8. The Future of Journalism
RCS: Let's try to bring this conversation full circle. You mentioned the impact Tony Kornheiser had on you. Back in January, during our interview with him, he reflected about the fate of newspapers, "I love newspapers and I’m watching them die. All I ever wanted to be was a newspaper writer. I didn’t necessarily want to be a newspaper columnist. I got to that point after 15 years in the business. I just wanted to write for newspapers and I did that a long time ago and I was perfectly happy."
If newspapers do die, do you think it would be bad for journalism?
Travis: Well, I love Tony Kornheiser but lots of newspapers deserve to die. Some of them are just awful. Have you read the Tennessean? If you have an IQ that's high enough for you to be executed per Supreme Court precedent, you haven't.
What I'd argue is that as some newspapers die, the field is going to open up markets for newspapers that are really good to reach those markets. Whether they do it in print, online, I'm not sure that anyone has unlocked the magic calculus yet. The result, I think, will be fewer writers but more people who read those writers, more of a writing meritocracy than exists in newsrooms now. So there may be less journalists, but I think journalism will be stronger. Look at the average mid-tier cities newspaper now, how many of them are just linking stories from other places anyway and not doing much original reporting as is? the New York Times, the Washington Post, those papers aren't going to die. And they shouldn't, they're damn good at what they do.

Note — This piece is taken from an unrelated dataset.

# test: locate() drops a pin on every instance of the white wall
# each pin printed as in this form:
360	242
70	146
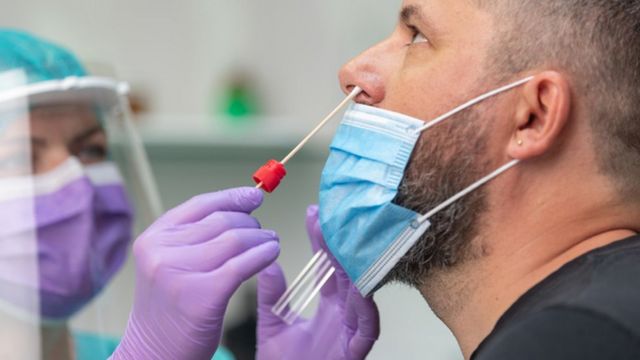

But most cities don't have that. And I think there's this elitist mentality that print media all deserves to survive. It doesn't, not if it's crap. I read the New York Times all day on my BlackBerry. Same thing with the Washington Post. I'm constantly hitting refresh. I couldn't have done that fifteen years ago. I'd have been stuck with whatever landed on my front porch. And if whoever was landing on my front porch was really good, eventually they'd move to a bigger market with more readers. We're there now, immediately.
So I think the market for good writing is larger than it's ever been, and the audience for good writers is larger than it's ever been. Now it's about monetizing that audience. It's going to be ugly, and there will be dead ends. But people aren't going to stop consuming stories. They just aren't.